How Insurtechs and Big Tech are going to be foes and friends for Insurers in 2019

The insurtech sector is one of the fastest growing sub-divisions of the fintech movement. Indeed since 2012, insurtechs have attracted $2.5 billion in early stage capital and there are over 250 companies in the general insurance segment alone.

The boom in insurtechs started three years ago. The popular image is of the insurtechs who are out to disrupt the established insurance market with digital products that cut out traditional insurers and brokers.

Like their bigger brothers in banking fintech, disruption was the insurtechs’ original mantra.

However, there is a dawning reality that scaling up an insurtech start-up, or unicorn, to compete for customers on a massive scale is super difficult. There are some immovable obstacles to be dealt with. Regardless of how digital and agile an insurtech believes it is, there are legal and regulatory hurdles that are hard to overcome. To move ahead in 2019, insurtechs need strategies to deal with these.

Some of the most disruptive insurtechs are those who seek to seize customers from traditional insurers. You could term these as digital attackers and several of these will survive. It is notable that these challenger, independent digital insurers are installing traditional insurance industry veterans to lead their operations for next year. These are exactly the right guys to get over the regulatory hurdles.

The main development in the insurtech sector will be how insurtechs make serious efforts to be more attractive, not disruptive, to the insurance establishment. Insurtechs are realising that collaboration with the establishment is critical to their success because traditional insurers have done the hard work on customer acquisition, statutory capital, and regulatory compliance. And what is more, the establishment insurance companies are in the market for insurtech innovation.

Successful insurtechs will be those who fit into different parts of the insurance customer lifecycle. These can be categorised as process improvers who can make existing processes, like risk analysis or claims assessments, more efficient, or how they can evolve existing products like motor with vehicle telematics or property with IoT.
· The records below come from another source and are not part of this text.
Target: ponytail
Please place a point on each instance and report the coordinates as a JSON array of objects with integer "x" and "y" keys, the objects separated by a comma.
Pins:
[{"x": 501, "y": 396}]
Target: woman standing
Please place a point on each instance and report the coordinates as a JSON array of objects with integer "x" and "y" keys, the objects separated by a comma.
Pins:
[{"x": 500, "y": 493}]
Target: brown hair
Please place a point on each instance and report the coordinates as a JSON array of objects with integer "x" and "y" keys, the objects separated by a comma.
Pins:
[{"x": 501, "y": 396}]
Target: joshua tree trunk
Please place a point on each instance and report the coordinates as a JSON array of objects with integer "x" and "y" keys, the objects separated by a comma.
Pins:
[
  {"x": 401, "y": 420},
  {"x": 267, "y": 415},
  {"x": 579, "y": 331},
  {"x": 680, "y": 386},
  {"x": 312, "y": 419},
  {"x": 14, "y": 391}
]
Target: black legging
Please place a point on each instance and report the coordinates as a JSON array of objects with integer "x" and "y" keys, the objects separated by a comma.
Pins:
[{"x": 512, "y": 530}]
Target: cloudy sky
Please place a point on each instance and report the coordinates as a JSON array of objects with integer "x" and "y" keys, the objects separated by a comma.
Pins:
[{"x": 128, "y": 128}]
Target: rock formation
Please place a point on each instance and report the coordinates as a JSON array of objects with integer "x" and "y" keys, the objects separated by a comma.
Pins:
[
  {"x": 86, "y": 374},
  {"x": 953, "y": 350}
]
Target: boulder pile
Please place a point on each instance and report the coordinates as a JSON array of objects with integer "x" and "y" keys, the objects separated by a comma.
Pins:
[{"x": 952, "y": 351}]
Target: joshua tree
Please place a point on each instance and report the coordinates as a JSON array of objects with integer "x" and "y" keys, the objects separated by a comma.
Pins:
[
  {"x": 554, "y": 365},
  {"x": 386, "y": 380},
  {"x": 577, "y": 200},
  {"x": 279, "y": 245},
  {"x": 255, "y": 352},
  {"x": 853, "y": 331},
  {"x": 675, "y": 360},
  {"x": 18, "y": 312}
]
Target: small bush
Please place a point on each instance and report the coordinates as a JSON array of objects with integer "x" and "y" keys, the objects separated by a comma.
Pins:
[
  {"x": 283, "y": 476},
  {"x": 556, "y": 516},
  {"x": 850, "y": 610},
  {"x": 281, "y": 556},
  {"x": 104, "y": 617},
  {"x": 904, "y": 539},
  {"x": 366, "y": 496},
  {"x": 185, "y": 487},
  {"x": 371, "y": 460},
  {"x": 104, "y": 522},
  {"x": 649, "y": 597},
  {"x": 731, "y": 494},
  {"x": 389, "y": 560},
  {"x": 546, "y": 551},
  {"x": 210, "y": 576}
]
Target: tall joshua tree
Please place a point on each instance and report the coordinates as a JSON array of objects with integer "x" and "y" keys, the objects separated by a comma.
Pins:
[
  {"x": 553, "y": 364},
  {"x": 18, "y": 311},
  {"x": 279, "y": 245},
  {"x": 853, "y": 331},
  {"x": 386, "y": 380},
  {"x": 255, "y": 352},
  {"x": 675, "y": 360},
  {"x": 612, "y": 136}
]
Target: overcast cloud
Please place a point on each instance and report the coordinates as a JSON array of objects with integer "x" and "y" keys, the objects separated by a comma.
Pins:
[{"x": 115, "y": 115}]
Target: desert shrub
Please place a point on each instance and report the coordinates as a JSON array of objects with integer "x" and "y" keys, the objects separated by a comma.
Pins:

Great examples of these are FRISS and Octo Telematics. A European insurtech, FRISS is one of the most successful providers of fraud detection solutions with over 150 implementations in 25 countries. These implementations include the flagging of potential fraud during underwriting and claims management using machine-learning and other techniques. Octo Telematics, one of the largest global telematics companies, automates the First Notice of Loss (FNOL) process for motor physical damage claims and can digitally reconstruct the dynamics of a crash with their telematics data for a claims adjuster to evaluate. Octo has telematics data on over 200 billion miles driven.

Do not expect disruptive insurtech offerings to fade in 2019. Many will keep on inventing new insurance products that may be positioned as disruptive (for example, pay as you go motor insurance or insurance for the gig economy). Nonetheless, insurtechs will be most likely to succeed if they have the backing of an established business that is typically a traditional insurer or reinsurer.

As insurtechs look for ways to survive and thrive, they find they need to connect with insurers’ systems, underlining the importance of software platforms that are widely adopted in the industry. These offer the best way for insurtechs to interconnect with insurers. 2019 will see even more enthusiasm for insurance platforms, many of which exist in the cloud.

By offering products that operate on the same platform as the insurer, insurtechs remove the obstacle to new technology adoption and realize value more quickly. No matter how easy an insurtech app is to use, if it requires staff training on a new user interface, there is a significant barrier to its success. This difficulty can be avoided if the app’s capabilities can be accessed and employed within the insurer’s familiar systems dashboard.

While insurance has been shaken up by the advent of insurtech, there have been persistent rumours in trade press about the Big Tech boys – Amazon, Google, and others – entering and disrupting the market more decisively than an array of plucky insurtech start-ups. Some limited ingress by Big Techs has begun and should be expected to continue.

The pattern will be for insurers to both repel and embrace Big Techs. It has been entirely sensible for insurers to evaluate an Amazon aggregator service or other parts of their offering – for example Travelers partnership with Amazon on smart home in 2018. This trend is going to pick up over the next 12 months or more.

However, in entering partnerships insurers hold a strong not a weak card. Big Techs who want to offer insurance services must overcome regulatory barriers that insurers understand. It is worth mentioning that Big Techs, like Amazon, Google and Facebook, do not exactly have an unsullied reputation in data or regulatory compliance.

This does not mean insurers should hesitate to fight back in 2019.  They need to both understand better how Amazon and the other tech giants operate; and realise their own innate strengths to repulse the attack on their market. The key developments to watch out for will be how insurers invest in innovative ways to maximise and leverage the data they already have about risks and customers, and how they create the effortless interfaces that customers want. The latter will seen in what way insurers learn the lessons of digital experience that is intuitive, uncomplicated and always aimed at saving the customer time and energy. Look at how the Google search page works for a hallmark of computing power rendered with awesome simplicity.